Jgore From Argentina, joined Feb 2002, 550 posts, RR: 3 Posted (10 years 10 months 1 week 5 days 8 hours ago) and read 3143 times:
The aircraft was conducting a normal approach to runway 12 at Bahrain International Airport with autopilot/flight director disconnected upon visual contact with the runway. Approximately 1nm from touchdown, at about 600 feet msl and at an airspeed of 185kt, the crew requested a left-hand orbit (360° turn) because they were too high and fast on the approach. During the tight (36° bank angle) left hand turn the flaps were fully extended and the landing checklist completed. When the aircraft crossed the extended runway centerline the crew reported they wanted to abort the landing. A controller gave the crew clearance to climb to 2,500 feet at a 300° heading to prepare for another approach. The plane's speed began increasing to 185kts as it began to climb to 1000ft in a 5° nose-up attitude. During the go-around at approximately 1,000 feet, the aircraft entered a rapid descent, 15° nose down. As the GPWS sounded, the captain ordered the flaps to be raised and moved the sidestick aft. The Airbus impacted the sea at a 6.5° nose down angle, about 1nm north of the airport. The plane's last recorded airspeed was about 280 knots. The captain had logged 6,856 hours.
Pilot error was behind the Gulf Air flight crash off Bahrain's coast two years ago that killed 143 people, according to an official investigation report.
The Department of Civil Aviation Affairs posted on its website Tuesday the final investigation report into the crash of the Airbus A320 on Aug. 23, 2000.
The report said the accident was a result of a fatal combination of factors, including the captain's failure to comply with the "standard operating procedure" and the copilot's actions to not draw the "captain's attention to the deviations of the aircraft from the standard flight parameters."
The report said the captain may have suffered a "spatial disorientation" to ground warning systems, which could have made him falsely perceive the aircraft was "pitching up."
He responded by making a "nose down" input, resulting in the aircraft starting to descend, when aircraft warning systems were saying he should increase altitude, the report said.
Gulf Air president James Hogan on Tuesday acknowledged that the airline had received the final report.
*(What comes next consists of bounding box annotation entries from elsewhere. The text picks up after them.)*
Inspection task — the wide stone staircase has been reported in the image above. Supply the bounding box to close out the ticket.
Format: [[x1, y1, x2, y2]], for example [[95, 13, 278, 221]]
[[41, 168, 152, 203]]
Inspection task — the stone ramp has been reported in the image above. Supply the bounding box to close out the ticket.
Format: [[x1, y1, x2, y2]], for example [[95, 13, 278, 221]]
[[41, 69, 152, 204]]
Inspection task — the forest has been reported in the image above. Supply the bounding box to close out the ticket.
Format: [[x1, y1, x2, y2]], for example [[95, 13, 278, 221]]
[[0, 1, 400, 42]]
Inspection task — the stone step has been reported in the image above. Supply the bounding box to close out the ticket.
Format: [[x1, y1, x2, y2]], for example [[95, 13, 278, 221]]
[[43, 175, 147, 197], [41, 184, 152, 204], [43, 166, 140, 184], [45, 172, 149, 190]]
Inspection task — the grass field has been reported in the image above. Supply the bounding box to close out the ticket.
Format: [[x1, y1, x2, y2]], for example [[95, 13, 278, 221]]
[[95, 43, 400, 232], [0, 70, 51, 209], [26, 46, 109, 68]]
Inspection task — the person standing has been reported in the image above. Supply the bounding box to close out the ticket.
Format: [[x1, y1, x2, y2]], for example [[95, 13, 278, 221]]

"The airline, its staff, agents and other representatives remain deeply affected by the accident, and its thoughts and sympathies remain with the deceased, and their families and friends, at this sad time," Hogan said in a statement.
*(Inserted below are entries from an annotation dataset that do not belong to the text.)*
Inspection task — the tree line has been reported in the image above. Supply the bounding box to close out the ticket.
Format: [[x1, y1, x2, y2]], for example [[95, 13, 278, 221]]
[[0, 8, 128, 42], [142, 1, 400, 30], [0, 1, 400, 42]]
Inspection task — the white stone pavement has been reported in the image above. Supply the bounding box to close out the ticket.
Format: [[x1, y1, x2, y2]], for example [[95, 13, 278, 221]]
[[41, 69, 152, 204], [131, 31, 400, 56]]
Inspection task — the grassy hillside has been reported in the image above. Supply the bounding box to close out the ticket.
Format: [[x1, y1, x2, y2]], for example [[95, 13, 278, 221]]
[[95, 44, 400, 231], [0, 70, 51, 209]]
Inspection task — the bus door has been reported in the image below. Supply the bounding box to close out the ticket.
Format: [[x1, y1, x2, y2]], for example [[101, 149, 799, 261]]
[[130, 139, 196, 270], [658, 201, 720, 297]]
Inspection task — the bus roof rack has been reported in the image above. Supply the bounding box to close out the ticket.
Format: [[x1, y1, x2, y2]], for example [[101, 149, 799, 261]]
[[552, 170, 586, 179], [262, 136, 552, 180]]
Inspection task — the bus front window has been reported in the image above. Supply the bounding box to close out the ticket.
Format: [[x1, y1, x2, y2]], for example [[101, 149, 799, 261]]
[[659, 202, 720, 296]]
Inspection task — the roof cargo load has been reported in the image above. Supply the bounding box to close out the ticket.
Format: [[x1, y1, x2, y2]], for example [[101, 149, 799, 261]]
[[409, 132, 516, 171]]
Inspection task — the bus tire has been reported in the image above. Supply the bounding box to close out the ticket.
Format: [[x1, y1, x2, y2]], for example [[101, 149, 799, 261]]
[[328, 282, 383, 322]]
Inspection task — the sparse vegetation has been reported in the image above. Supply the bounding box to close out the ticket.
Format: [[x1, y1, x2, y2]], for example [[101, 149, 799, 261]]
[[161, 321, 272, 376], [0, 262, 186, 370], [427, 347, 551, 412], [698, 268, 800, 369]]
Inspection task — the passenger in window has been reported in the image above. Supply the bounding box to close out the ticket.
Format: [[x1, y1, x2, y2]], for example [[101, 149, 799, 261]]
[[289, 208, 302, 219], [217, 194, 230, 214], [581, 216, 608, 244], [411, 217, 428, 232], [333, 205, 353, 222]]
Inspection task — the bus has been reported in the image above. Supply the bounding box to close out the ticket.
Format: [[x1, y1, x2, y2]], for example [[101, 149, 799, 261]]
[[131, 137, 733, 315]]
Passenger security and airline safety remained Gulf Air's priorities, he said. "That was the situation at the time of the accident and is the situation now."
The investigation was conducted by the Accident Investigation Board, which included Bahraini authorities, French experts and an Airbus Industries representative.
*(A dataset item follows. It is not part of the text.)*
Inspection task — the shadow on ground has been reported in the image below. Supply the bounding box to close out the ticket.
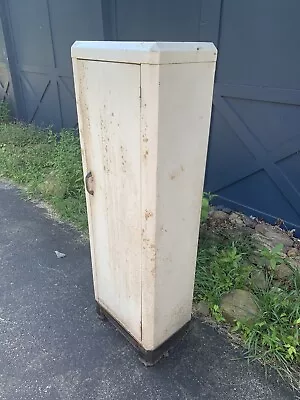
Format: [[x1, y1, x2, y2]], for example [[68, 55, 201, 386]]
[[0, 183, 295, 400]]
The report said the ill-fated plane's captain, Ihsan Shakeeb, had requested a "go around" from air traffic controllers on his first approach at Bahrain International Airport.
After circling the airport once, he aborted his landing attempt without explanation. One minute later, the Airbus 320 nose-dived into the sea.
The report said other factors which may have caused the pilot error included inadequacies in the airline's flight crew training programs and a problem in the plane's flight data analysis system, which were not functioning satisfactorily.
Hogan said several measures had been taken to rectify the problems.
Gulf Air is owned equally by Gulf governments including Bahrain, Oman and the emirate of Abu Dhabi in the United Arab Emirates.